I actually use a PS2 Dualshock controller for all my needs.
Even though I'm might consider myself a Nintendo fan boy, I must admit the PS2 generic layout of buttons and thumb sticks works extremely well even for the most demanding next gen title on my PC. I even use an xbox360 controller emulator so that when I play Games For Windows live , my PS2 controller gets recognized as an xbox 360 controller and everything works just great in game and menus.
The PS2 controller is quite comfortable to hold ( almost like the GC ), the buttons are soft, responsive and don't click, the D-pad is decent ( I don't hit diagonals by accident ) and the analogs are OK ( the position of the 2 analogs makes it more natural then let's say having a c-stick on the bottom and the analog on the opposite direction toward the top of the GC controller ).

I'm tempted to get an xbox360 wireless controller for my PC, and although I tried it several times ( and it's indeed very comfortable to hold and feels high quality ) , I can't get used to the softness of the analogs and the over all layout of the buttons and sticks.

So please, how is the Saturn controller the best EVER, when there are so many to choose from ? I've heard it several times already ( in other posts and topics ) and I must conclude that whoever writes that the Sega Saturn controller ( as much as I like Sega ) is the best, most likely doesn't know any better.


----------



## ehayes427 (Jul 3, 2010)

i say the NES controller

short, sweet, and too the point.


d-pad, select, start, B, and A

that's all you needed!


----------



## AaronUzumaki (Jul 3, 2010)

Definitely Gamecube for me. Also, to the guy who asked about fighters on Gamecube, I thoroughly enjoyed the control of Smash Bros., The Naruto Clash of Ninja series, Soul Calibur 2, and Capcom VS SNK 2 EO. My main reason for loving the Gamecube controller, is that it seemed to comfortably morph to the shape of my hands, the shoulder buttons left a sort of cradle to hold my fingers. As well as it being comfortable, effective, and accessible, it is the only controller I care to play sports games with. I can't stand to play Madden or baseball games on ANY other system.

EDIT: Other great fighters on Gamecube, Mortal Kombat games, DBZ Budokai games, Custom Robo, Zatch Bell games, even the Ultimate Muscle game had good controls. I would also like to add that the only fighting games I played multiplatform were Mortal Kombat Deception (Gamecube and PS2), Soul Calibur 2 (All 3 systems), and Budokai 1 and 2 (Gamecube and PS2) and, to my own personal experience, I definitely prefer Gamecube for those fighters over the other systems.


----------



## DEagleson (Jul 3, 2010)

Sony PS2 controller (Dual Shock 2). 
	

	
	
		
		

		
			




The Dual Shock 3 for PS3 just have crappy triggers L2 and R2 but other than that its pretty good too.

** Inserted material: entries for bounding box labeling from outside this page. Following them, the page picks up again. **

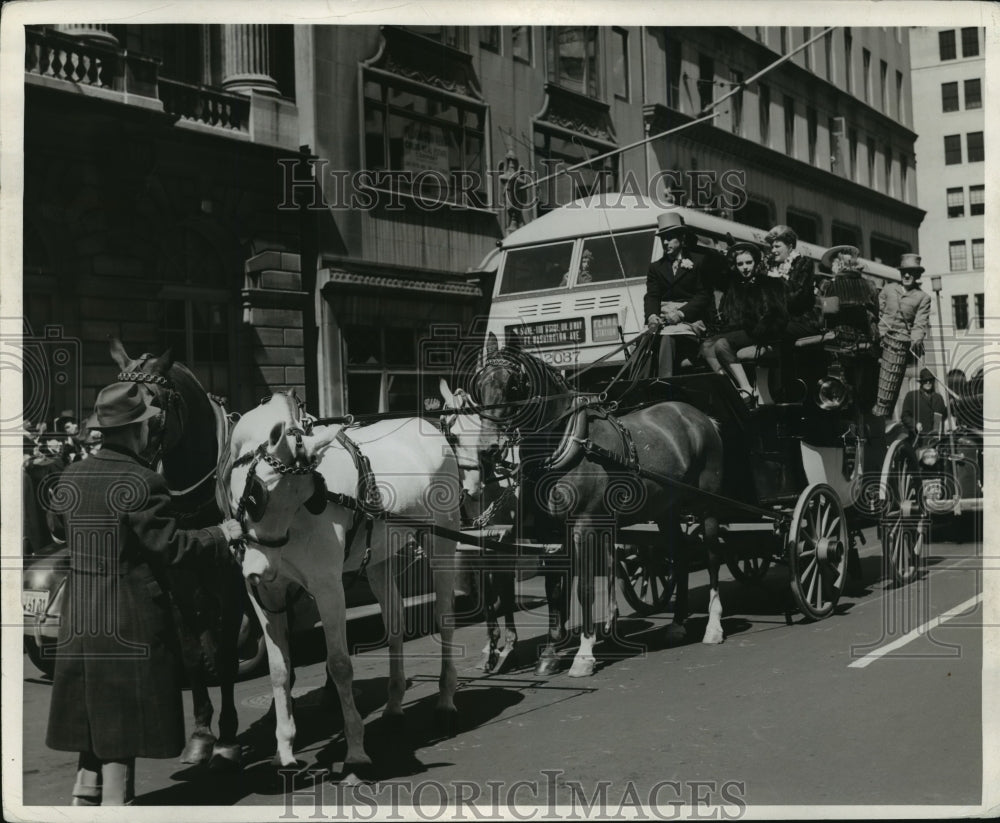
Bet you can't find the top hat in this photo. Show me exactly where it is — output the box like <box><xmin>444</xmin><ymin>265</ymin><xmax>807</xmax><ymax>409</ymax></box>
<box><xmin>897</xmin><ymin>253</ymin><xmax>926</xmax><ymax>280</ymax></box>
<box><xmin>819</xmin><ymin>246</ymin><xmax>861</xmax><ymax>271</ymax></box>
<box><xmin>656</xmin><ymin>211</ymin><xmax>698</xmax><ymax>246</ymax></box>
<box><xmin>87</xmin><ymin>383</ymin><xmax>160</xmax><ymax>429</ymax></box>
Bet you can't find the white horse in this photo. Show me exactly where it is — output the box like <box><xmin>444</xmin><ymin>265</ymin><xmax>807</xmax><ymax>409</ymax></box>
<box><xmin>219</xmin><ymin>394</ymin><xmax>460</xmax><ymax>771</ymax></box>
<box><xmin>439</xmin><ymin>378</ymin><xmax>517</xmax><ymax>674</ymax></box>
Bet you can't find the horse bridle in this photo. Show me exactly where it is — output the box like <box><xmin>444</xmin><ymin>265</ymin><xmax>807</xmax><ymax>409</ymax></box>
<box><xmin>117</xmin><ymin>353</ymin><xmax>184</xmax><ymax>466</ymax></box>
<box><xmin>233</xmin><ymin>426</ymin><xmax>316</xmax><ymax>561</ymax></box>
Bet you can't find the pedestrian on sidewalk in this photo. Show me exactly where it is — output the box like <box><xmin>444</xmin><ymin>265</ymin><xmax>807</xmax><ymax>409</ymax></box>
<box><xmin>46</xmin><ymin>383</ymin><xmax>242</xmax><ymax>806</ymax></box>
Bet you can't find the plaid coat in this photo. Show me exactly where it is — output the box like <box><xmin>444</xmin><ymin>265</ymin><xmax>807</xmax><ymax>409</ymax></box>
<box><xmin>46</xmin><ymin>445</ymin><xmax>228</xmax><ymax>760</ymax></box>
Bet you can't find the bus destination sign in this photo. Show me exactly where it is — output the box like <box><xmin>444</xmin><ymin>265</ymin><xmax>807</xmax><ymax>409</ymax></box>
<box><xmin>504</xmin><ymin>317</ymin><xmax>584</xmax><ymax>348</ymax></box>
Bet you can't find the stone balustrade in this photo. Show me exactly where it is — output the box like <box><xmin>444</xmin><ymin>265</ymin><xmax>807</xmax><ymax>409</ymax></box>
<box><xmin>159</xmin><ymin>78</ymin><xmax>250</xmax><ymax>132</ymax></box>
<box><xmin>24</xmin><ymin>28</ymin><xmax>122</xmax><ymax>89</ymax></box>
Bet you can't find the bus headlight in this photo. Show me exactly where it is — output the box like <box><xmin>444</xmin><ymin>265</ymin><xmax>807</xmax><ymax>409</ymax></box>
<box><xmin>816</xmin><ymin>374</ymin><xmax>851</xmax><ymax>411</ymax></box>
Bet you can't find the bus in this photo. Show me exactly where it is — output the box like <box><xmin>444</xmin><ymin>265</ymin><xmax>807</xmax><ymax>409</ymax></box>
<box><xmin>479</xmin><ymin>193</ymin><xmax>899</xmax><ymax>382</ymax></box>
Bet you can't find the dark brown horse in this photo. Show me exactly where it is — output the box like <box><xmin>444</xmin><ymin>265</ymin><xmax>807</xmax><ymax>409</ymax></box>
<box><xmin>111</xmin><ymin>338</ymin><xmax>245</xmax><ymax>768</ymax></box>
<box><xmin>472</xmin><ymin>335</ymin><xmax>723</xmax><ymax>677</ymax></box>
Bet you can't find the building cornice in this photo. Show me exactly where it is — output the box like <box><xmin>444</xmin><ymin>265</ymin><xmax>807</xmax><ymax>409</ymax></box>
<box><xmin>642</xmin><ymin>103</ymin><xmax>926</xmax><ymax>226</ymax></box>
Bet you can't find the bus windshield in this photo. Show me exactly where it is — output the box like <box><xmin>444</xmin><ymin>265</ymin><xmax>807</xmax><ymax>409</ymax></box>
<box><xmin>498</xmin><ymin>240</ymin><xmax>573</xmax><ymax>294</ymax></box>
<box><xmin>576</xmin><ymin>230</ymin><xmax>655</xmax><ymax>284</ymax></box>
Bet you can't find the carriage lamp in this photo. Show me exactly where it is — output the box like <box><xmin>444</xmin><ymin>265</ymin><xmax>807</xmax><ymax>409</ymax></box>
<box><xmin>816</xmin><ymin>363</ymin><xmax>851</xmax><ymax>411</ymax></box>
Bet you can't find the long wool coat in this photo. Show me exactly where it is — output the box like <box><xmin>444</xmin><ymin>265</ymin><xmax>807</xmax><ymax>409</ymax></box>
<box><xmin>46</xmin><ymin>445</ymin><xmax>228</xmax><ymax>760</ymax></box>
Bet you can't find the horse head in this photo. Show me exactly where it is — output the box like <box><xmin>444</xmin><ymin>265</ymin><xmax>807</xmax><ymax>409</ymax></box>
<box><xmin>217</xmin><ymin>394</ymin><xmax>339</xmax><ymax>584</ymax></box>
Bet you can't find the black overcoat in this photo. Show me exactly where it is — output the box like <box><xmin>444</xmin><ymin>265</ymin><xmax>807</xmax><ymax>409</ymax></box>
<box><xmin>46</xmin><ymin>446</ymin><xmax>228</xmax><ymax>760</ymax></box>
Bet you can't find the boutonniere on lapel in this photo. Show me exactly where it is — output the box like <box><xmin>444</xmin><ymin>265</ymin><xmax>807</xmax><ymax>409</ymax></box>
<box><xmin>768</xmin><ymin>249</ymin><xmax>801</xmax><ymax>280</ymax></box>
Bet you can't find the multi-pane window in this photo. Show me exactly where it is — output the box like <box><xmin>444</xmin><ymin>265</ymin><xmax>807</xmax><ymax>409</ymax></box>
<box><xmin>948</xmin><ymin>186</ymin><xmax>965</xmax><ymax>217</ymax></box>
<box><xmin>729</xmin><ymin>69</ymin><xmax>743</xmax><ymax>134</ymax></box>
<box><xmin>951</xmin><ymin>294</ymin><xmax>969</xmax><ymax>330</ymax></box>
<box><xmin>664</xmin><ymin>37</ymin><xmax>682</xmax><ymax>110</ymax></box>
<box><xmin>757</xmin><ymin>83</ymin><xmax>771</xmax><ymax>146</ymax></box>
<box><xmin>343</xmin><ymin>326</ymin><xmax>452</xmax><ymax>414</ymax></box>
<box><xmin>364</xmin><ymin>72</ymin><xmax>486</xmax><ymax>199</ymax></box>
<box><xmin>861</xmin><ymin>49</ymin><xmax>872</xmax><ymax>103</ymax></box>
<box><xmin>965</xmin><ymin>77</ymin><xmax>983</xmax><ymax>109</ymax></box>
<box><xmin>941</xmin><ymin>83</ymin><xmax>958</xmax><ymax>111</ymax></box>
<box><xmin>969</xmin><ymin>186</ymin><xmax>986</xmax><ymax>214</ymax></box>
<box><xmin>806</xmin><ymin>106</ymin><xmax>817</xmax><ymax>166</ymax></box>
<box><xmin>938</xmin><ymin>29</ymin><xmax>958</xmax><ymax>60</ymax></box>
<box><xmin>944</xmin><ymin>134</ymin><xmax>962</xmax><ymax>166</ymax></box>
<box><xmin>844</xmin><ymin>26</ymin><xmax>854</xmax><ymax>94</ymax></box>
<box><xmin>847</xmin><ymin>129</ymin><xmax>858</xmax><ymax>182</ymax></box>
<box><xmin>534</xmin><ymin>123</ymin><xmax>618</xmax><ymax>214</ymax></box>
<box><xmin>698</xmin><ymin>54</ymin><xmax>715</xmax><ymax>111</ymax></box>
<box><xmin>160</xmin><ymin>295</ymin><xmax>235</xmax><ymax>395</ymax></box>
<box><xmin>948</xmin><ymin>240</ymin><xmax>969</xmax><ymax>271</ymax></box>
<box><xmin>972</xmin><ymin>237</ymin><xmax>986</xmax><ymax>271</ymax></box>
<box><xmin>962</xmin><ymin>27</ymin><xmax>979</xmax><ymax>57</ymax></box>
<box><xmin>785</xmin><ymin>94</ymin><xmax>795</xmax><ymax>157</ymax></box>
<box><xmin>510</xmin><ymin>26</ymin><xmax>534</xmax><ymax>65</ymax></box>
<box><xmin>479</xmin><ymin>26</ymin><xmax>500</xmax><ymax>54</ymax></box>
<box><xmin>879</xmin><ymin>60</ymin><xmax>889</xmax><ymax>114</ymax></box>
<box><xmin>965</xmin><ymin>131</ymin><xmax>985</xmax><ymax>163</ymax></box>
<box><xmin>545</xmin><ymin>26</ymin><xmax>600</xmax><ymax>97</ymax></box>
<box><xmin>611</xmin><ymin>27</ymin><xmax>629</xmax><ymax>100</ymax></box>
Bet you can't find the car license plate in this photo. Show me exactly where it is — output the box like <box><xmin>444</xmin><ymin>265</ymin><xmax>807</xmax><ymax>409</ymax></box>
<box><xmin>21</xmin><ymin>591</ymin><xmax>49</xmax><ymax>614</ymax></box>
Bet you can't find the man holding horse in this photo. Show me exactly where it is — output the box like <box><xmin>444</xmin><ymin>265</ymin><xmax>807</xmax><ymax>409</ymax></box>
<box><xmin>46</xmin><ymin>383</ymin><xmax>242</xmax><ymax>806</ymax></box>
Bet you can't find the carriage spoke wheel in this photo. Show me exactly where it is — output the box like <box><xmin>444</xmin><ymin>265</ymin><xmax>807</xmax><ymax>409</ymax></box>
<box><xmin>788</xmin><ymin>483</ymin><xmax>850</xmax><ymax>620</ymax></box>
<box><xmin>880</xmin><ymin>440</ymin><xmax>929</xmax><ymax>586</ymax></box>
<box><xmin>615</xmin><ymin>545</ymin><xmax>676</xmax><ymax>617</ymax></box>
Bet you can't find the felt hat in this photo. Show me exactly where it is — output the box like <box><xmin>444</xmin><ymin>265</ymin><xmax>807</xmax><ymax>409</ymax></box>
<box><xmin>898</xmin><ymin>253</ymin><xmax>926</xmax><ymax>280</ymax></box>
<box><xmin>87</xmin><ymin>383</ymin><xmax>160</xmax><ymax>429</ymax></box>
<box><xmin>819</xmin><ymin>246</ymin><xmax>861</xmax><ymax>271</ymax></box>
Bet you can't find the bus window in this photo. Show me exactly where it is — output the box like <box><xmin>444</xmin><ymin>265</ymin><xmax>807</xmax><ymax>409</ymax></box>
<box><xmin>497</xmin><ymin>241</ymin><xmax>573</xmax><ymax>294</ymax></box>
<box><xmin>576</xmin><ymin>231</ymin><xmax>655</xmax><ymax>285</ymax></box>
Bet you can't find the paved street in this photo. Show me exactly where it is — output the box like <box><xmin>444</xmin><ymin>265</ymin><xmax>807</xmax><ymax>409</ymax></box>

My perfect controller would be something resembeling the Xbox 360 controller, but with a better D pad and no battery hump.


----------



## Deleted User (Jul 3, 2010)

The three I love the most: ps2 dualshock 2, gamecube controller (non wavebird), and the classic pro for wii. such a shame companies want to get rid of buttons en all go further with touchscreens, motionsensors and other stuff.


----------



## AaronUzumaki (Jul 3, 2010)

Arm73 said:
			
		

> TrolleyDave said:
> 
> 
> 
> ...



Is it really fair for you to argue against someone else's opinion so long as they have a reason for their opinion? For example, I prefer to sleep on more solid, less cushioned surfaces because I have a very straight posture and it is uncomfortable for me to sink into a cushioned surface. If anyone ever tried to convince me otherwise, I would never listen. Please only argue with iffy facts and not opinions. Good day to you sir!


----------



## Arm73 (Jul 3, 2010)

AaronUzumaki said:
			
		

> Arm73 said:
> 
> 
> 
> ...



I don't see what's your problem here.
I though I was stating a fact that the shoulder buttons on the Saturn controller actually click, and my opinion that clicking and wobbling buttons feel cheap to me.
Also the controller is lighter and the plastic is made of a lesser quality then let's say a GC controller or an Xbox 360, it's a fact.
You can however prefer a cheaper dollar menu at Mcdonald and be happy with it, and other might like a healthier , tastier meal at a good restaurant, again it's your opinion and you are entitled to it, but you cant argue about the quality of the product in question here.
I'm merely judging the quality here, because I'm lucky enough to own all of them and I can compare them side by side here and now, but then again people don't know shit these days, like they don't know what the hell are they eating, how horrible mainstream music has become and can't even judge a good flick today when they see one, because everybody is drive by the society standards that we leave in and freedom of choice is a luxury only few can claim.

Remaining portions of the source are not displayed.